Bence sadece oyuncu için değil, her insan için gizem olması gerekiyor. Çünkü her şeyinizi çok açık bir şekilde ortada yaşayamazsınız. Bir şeyi her zaman sonuna kadar yürütemezsiniz. Hayat bir dengeden ibaret. O yüzden bazı şeylerde duygularınız daha yüksektir, onu ön planda yaşarsınız. Bazen kendinizi daha geri çekersiniz. Bu aslında hayatın akışı... Gizem bence tabii ki şart ama bunun dozu önemli. İnsanlar merak ettiği şeylerin peşinden gider. O yüzden merak edilen unsuru iyi kodlamak lazım. İşimden dolayı haftanın altı günü çalışıyor ve haftada 4.5 saat ekranda oluyorum. O yüzden ön planda olduğum ve dışarı çıktığımda rahat hareket edemediğim için o kapalı kapılar ardında dediğiniz şey aslında biraz aile oluyor, sevdikleriniz oluyor, hobileriniz oluyor. Bunları da zaman zaman dışarıya açıyorsunuz, zaman zaman açmıyorsunuz zaten ihtiyacınız yok. Aslında kapalı kapılar ardında olan kısım da bence bu.
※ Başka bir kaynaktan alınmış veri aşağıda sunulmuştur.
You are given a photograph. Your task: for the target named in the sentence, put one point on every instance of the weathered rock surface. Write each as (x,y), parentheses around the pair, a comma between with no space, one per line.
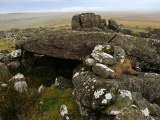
(94,94)
(77,45)
(18,83)
(4,73)
(113,25)
(63,83)
(88,21)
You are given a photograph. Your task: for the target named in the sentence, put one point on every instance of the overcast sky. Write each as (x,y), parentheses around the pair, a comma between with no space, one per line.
(78,5)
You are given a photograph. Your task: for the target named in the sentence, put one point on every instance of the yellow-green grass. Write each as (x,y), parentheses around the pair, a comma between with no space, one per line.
(34,20)
(7,44)
(52,99)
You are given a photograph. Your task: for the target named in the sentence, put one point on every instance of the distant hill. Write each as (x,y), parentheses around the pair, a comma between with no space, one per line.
(33,20)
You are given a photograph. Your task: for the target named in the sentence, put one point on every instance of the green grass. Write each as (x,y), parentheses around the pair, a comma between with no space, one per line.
(53,98)
(140,30)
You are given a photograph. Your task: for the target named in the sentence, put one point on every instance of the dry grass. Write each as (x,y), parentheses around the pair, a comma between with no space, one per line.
(124,67)
(34,20)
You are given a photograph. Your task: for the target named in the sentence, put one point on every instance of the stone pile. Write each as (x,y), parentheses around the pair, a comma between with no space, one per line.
(92,22)
(103,93)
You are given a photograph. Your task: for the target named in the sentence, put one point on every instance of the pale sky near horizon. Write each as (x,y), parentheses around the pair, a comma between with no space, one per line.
(7,6)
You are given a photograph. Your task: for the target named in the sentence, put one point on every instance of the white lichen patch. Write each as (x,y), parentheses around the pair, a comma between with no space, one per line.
(105,67)
(41,88)
(21,86)
(105,55)
(90,62)
(99,93)
(115,112)
(98,48)
(108,97)
(76,74)
(145,111)
(125,93)
(16,53)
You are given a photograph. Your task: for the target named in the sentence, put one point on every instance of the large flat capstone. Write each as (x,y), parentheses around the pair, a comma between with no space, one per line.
(76,45)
Sizin için tutku ne demek? Neye tutkuyla bağlısınız?
Tutku olmazsa olmaz, benim en büyük motivasyonum diyebilirim. Aslında hayallerimin gerçeğe dönüştüğü şeyin devamı geldiğinde benim için tutkuya dönüşüyor. Bu da beni var ediyor diyebilirim. Devam etmek için en büyük motivasyonum oluyor. Neye tutkuyla bağlıyım; mesela işime tutkuyla bağlıyım. Bu can damarlarımdan biri diyebilirim, çok seviyorum. Örneğin son dönemde yine resim yapmaya başladım, bu da benim için bir tutku. O, kendi içinde gelen akışkanlığı, seni resmin bir yere götürüşü var, işte o his o resmen bir tutkuya dönüşüyor. Ondan sonra bırakmak istemiyorsun. Seni bu kadar mutlu eden bir şeyde mesela kendini görüyorsun, duygularınla yüzleşiyorsun. O zaman bırakmak istemiyorsun, senin için tutkuya dönüşüyor.